Alfa Romeo is finally getting some more products.
Reuters reports the brand will launch a new model every year until 2026 per an announcement made by CEO Jean-Philippe Imparato at an Italian dealer’s event.
From 2027, the brand will sell only electric vehicles and is targeting three “basecamps”: Europe, North America and China.
It has, however, committed to right-hand drive production and a continued presence in Australia.
The first cab off the rank will be the delayed Tonale crossover, which is now slated for a March 2022 debut ahead of sales commencing in Italy in June 2022.
Next is expected to be a new light SUV in 2023, which could wear the Brennero nameplate after another mountain pass.
It’ll offer a pure-electric option and is expected to use either the CMP platform of the Peugeot 2008 or its STLA Small successor.
It’s set to be built alongside new Fiat and Jeep-branded light SUVs at Stellantis’ Tychy, Poland plant.
Like the 2008, it should offer the option of an all-electric powertrain with 100kW of power, a 45kWh battery, and an electric range of around 321km.
It’s unclear what Alfa Romeo will launch in subsequent years.
Imparato has also said he’s “very interested” in a revived GTV, which could take the shape of a retro-inspired two-door coupe or a four/five-door fastback.
A report from Autocar earlier this year said an electric GTV could become the brand’s flagship, with a redesigned Giulia and Stelvio, a replacement for the defunct MiTo, and potentially a convertible also in the pipeline.
The MiTo, like the Brennero and next-generation Lancia Ypsilon, could use the STLA Small platform.
The Giulia and Stelvio will reportedly shift from the Giorgio platform to the new STLA Large architecture that’ll also be used by, among other brands, Maserati.
This can support mild-hybrid, plug-in hybrid and all-electric powertrains, the latter of which will offer up to 799km of electric range.
By 2025, the Tonale could be the only Alfa Romeo left with a Fiat Chrysler Automobiles-developed platform, and be the only Alfa without an electric option.

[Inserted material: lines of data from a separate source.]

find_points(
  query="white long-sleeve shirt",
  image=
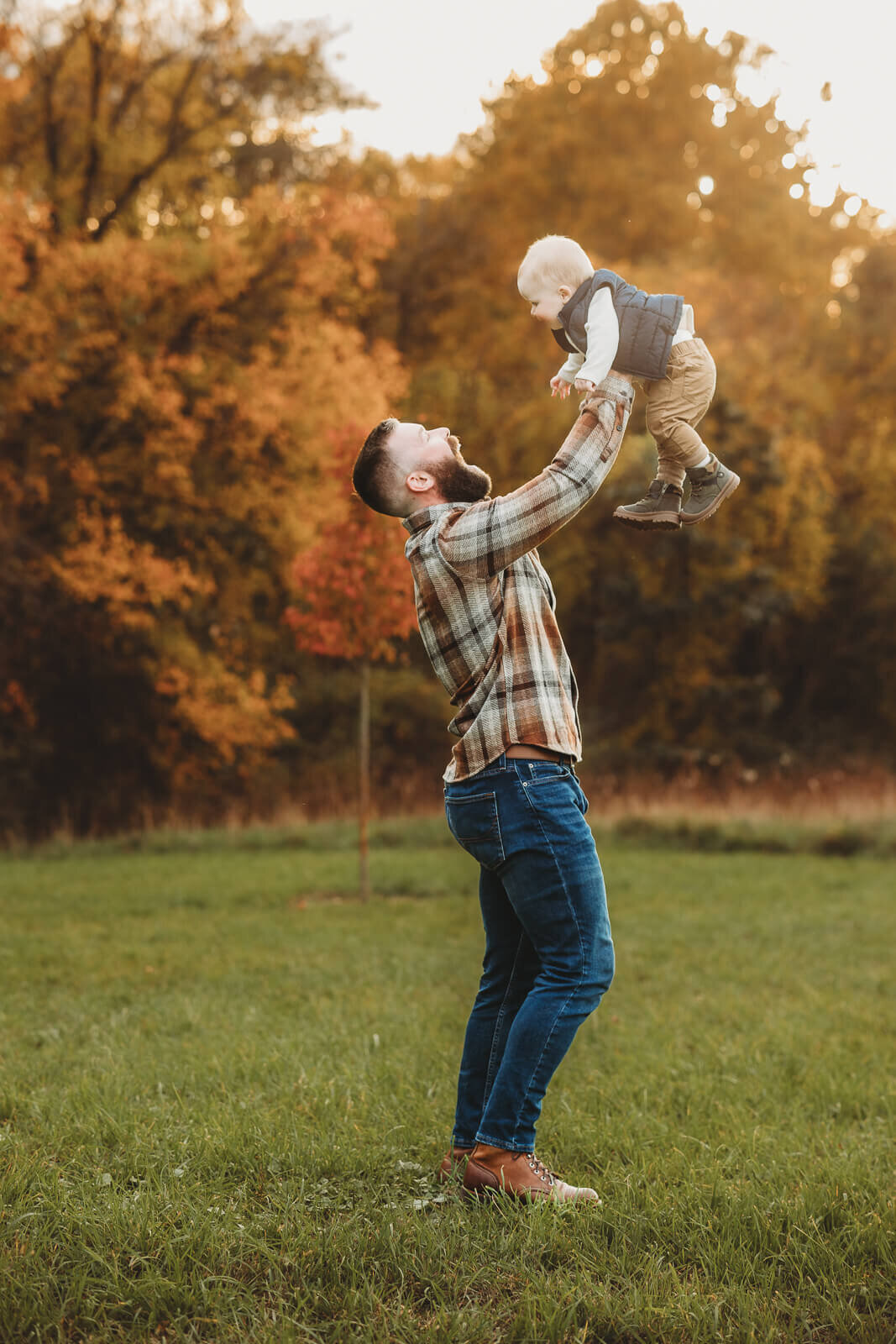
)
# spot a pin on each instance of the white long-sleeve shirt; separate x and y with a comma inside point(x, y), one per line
point(602, 333)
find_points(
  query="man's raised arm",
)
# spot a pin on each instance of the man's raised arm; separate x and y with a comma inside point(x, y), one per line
point(486, 537)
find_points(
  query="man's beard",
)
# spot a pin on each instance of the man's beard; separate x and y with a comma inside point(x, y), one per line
point(458, 481)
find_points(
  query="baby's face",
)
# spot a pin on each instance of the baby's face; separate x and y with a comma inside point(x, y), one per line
point(544, 297)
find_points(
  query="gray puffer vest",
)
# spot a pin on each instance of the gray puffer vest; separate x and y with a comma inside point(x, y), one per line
point(647, 324)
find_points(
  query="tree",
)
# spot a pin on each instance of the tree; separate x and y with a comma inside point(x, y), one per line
point(123, 116)
point(355, 602)
point(638, 141)
point(164, 407)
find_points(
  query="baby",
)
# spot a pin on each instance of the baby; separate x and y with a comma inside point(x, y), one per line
point(605, 323)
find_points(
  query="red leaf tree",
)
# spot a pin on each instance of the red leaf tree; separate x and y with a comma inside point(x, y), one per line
point(354, 601)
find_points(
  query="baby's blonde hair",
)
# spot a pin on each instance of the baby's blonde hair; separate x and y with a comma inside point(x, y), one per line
point(558, 260)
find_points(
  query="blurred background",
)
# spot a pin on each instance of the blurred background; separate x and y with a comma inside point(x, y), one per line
point(221, 270)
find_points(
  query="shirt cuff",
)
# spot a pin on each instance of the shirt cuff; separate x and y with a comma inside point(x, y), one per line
point(616, 386)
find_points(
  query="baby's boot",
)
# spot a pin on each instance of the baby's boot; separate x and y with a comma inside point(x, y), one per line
point(710, 486)
point(660, 507)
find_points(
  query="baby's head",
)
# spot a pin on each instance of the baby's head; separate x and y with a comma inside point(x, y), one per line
point(551, 272)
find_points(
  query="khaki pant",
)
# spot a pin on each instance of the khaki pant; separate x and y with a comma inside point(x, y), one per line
point(676, 403)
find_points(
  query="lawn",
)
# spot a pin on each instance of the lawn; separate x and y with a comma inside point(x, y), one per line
point(224, 1086)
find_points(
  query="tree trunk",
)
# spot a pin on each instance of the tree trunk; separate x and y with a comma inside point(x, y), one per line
point(364, 781)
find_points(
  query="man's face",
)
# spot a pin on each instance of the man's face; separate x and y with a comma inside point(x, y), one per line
point(438, 454)
point(544, 299)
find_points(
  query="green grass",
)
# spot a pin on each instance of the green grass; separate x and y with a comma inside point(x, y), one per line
point(222, 1097)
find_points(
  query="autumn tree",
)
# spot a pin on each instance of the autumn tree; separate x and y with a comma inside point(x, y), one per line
point(165, 396)
point(637, 140)
point(354, 602)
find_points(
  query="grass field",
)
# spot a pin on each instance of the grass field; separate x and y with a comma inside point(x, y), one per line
point(223, 1092)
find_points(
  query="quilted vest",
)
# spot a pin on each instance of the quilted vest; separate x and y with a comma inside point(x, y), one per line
point(647, 324)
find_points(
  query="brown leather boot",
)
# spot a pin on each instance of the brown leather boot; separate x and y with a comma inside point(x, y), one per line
point(453, 1166)
point(495, 1171)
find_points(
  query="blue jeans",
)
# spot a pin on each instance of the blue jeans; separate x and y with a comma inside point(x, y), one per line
point(548, 953)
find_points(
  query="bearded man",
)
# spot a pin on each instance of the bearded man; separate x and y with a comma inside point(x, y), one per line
point(486, 615)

Alfa Romeo will reportedly strengthen its ties with Maserati, collaborating more closely in engineering and development activities and more closely aligning its sales and service operations, and will also use platforms shared with other Stellantis brands while maintaining its own Italian flair and dynamics.
The brand’s design team will now be headed by Alejandro Mesonero-Romanos, the former head of design at Dacia and the man responsible for styling Seat models like the current-generation Leon, Arona, Ateca and Tarraco.
Stellantis’ commitment to expanding the Alfa Romeo range is in contrast to the brand’s later years under FCA.
Most of these models disappeared from FCA’s future plans in 2018 and 2019, with replacements for the MiTo and Giulietta also nixed.
Stellantis CEO Carlos Tavares has said each of his company’s 14 brands will be given a chance to flourish.
He said he will “give a chance to each of our brands, under the leadership of a strong CEO, to define their vision, build a roadmap and make sure they use the valuable assets of Stellantis to make their business case fly”.
Each brand has been handed a “time window of 10 years and [given] funding for 10 years to do a core model strategy”.
Alfa Romeo is part of Stellantis’ group of ‘Premium’ brands, sitting alongside DS and Lancia.
Under its 10-year plan, the Lancia brand will expand back into other European countries. It currently sells only one model in only one market.
It’ll launch three new models by 2028, one of which will resurrect the Delta nameplate.
Both DS and Lancia will go electric-only from 2024.